普通のレトルトカレーだが、球場内の食堂の名物。山小屋で食べる普通のカレーが別格なように、甲子園で食べるカレーは一味違う。トーナメントの山を登る高校野球は形を変えた登山である。

かち割り

甲子園のかち割り

もう一つの名物が「かちわり」。搗ち割りは、純氷などの大きな氷を小さく割ったもの。溶けた氷水を飲み、額に乗せて涼をとる。これがないと直射日光の当たる場所での観戦は死んでしまう。夏の高校野球のみの販売で、タイガースの試合では販売されない。水は六甲山系の地下水を汲み上げたもの。2日間かけてゆっくりと製氷し、水に溶け込んだ空気が徐々に抜け、気泡が少ない氷になるため溶けにくくなっている。

甲子園のかち割り

「カチワリ」が初めて登場したのが1957年。販売は地元西宮市の飲食店「梶本商店」。
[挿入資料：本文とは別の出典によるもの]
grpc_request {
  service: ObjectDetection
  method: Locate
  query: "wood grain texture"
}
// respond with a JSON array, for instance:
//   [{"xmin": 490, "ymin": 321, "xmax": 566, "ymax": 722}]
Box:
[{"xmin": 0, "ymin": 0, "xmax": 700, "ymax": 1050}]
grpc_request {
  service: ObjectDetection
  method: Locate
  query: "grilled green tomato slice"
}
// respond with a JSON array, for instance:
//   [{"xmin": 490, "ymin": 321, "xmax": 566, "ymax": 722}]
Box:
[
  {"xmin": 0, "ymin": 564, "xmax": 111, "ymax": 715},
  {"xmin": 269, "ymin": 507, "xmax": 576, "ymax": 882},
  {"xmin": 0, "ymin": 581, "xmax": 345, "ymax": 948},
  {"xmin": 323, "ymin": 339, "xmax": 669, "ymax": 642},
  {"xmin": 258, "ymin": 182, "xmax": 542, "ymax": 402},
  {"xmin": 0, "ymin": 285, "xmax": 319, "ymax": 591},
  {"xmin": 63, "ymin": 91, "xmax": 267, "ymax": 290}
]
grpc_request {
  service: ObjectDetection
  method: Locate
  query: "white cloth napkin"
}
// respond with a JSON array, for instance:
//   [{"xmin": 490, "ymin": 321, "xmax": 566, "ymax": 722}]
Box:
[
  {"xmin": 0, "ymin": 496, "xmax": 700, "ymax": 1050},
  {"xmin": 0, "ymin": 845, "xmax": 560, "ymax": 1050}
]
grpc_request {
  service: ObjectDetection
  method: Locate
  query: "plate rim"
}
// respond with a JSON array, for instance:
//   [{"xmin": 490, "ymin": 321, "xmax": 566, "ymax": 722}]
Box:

金魚すくいで持ち帰った袋の金魚を見た初代社長がヒントを得て、ビニール袋に氷を詰めストローを付けると、飲み物と氷嚢の二刀流で使えることを発見した。発売開始当初は1袋5円。

深紅の大優勝旗

全国の高校球児が追いかけた「深紅の第優勝旗」。春のセンバツ優勝旗は「紫紺旗」、夏の全国高等学校野球選手権大会の優勝旗は正式名称が「大深紅旗」。1915年の第1回大会から京都の西陣織の職人が担当し、1958年(第40回)から二代目優勝旗へ。多くの旗は、生地の上に刺繍を施して仕上げるが、深紅の大優勝旗は文字や柄も糸を織り込んで描く「つづら織」なので1日1センチしか進まないこともある。

甲子園は次の100年へ

2023年、創成館vs.沖縄尚学

2024年に100周年を迎えた甲子園。暑さ対策の観点から大阪ドームへの開催変更も検討されている。

しかし、一度でも夏に甲子園で高校野球を観たものは知っている。甲子園以外の聖地はないと。たとえ7回制のイニングになろうと、早朝や深夜の開催になろうとも、金属バットが白球を捉える音は甲子園で響かせなければいけない。

甲子園球場

彼らの夏、ぼくらの声。此処より永遠に。野球ファンにゲームセットはない。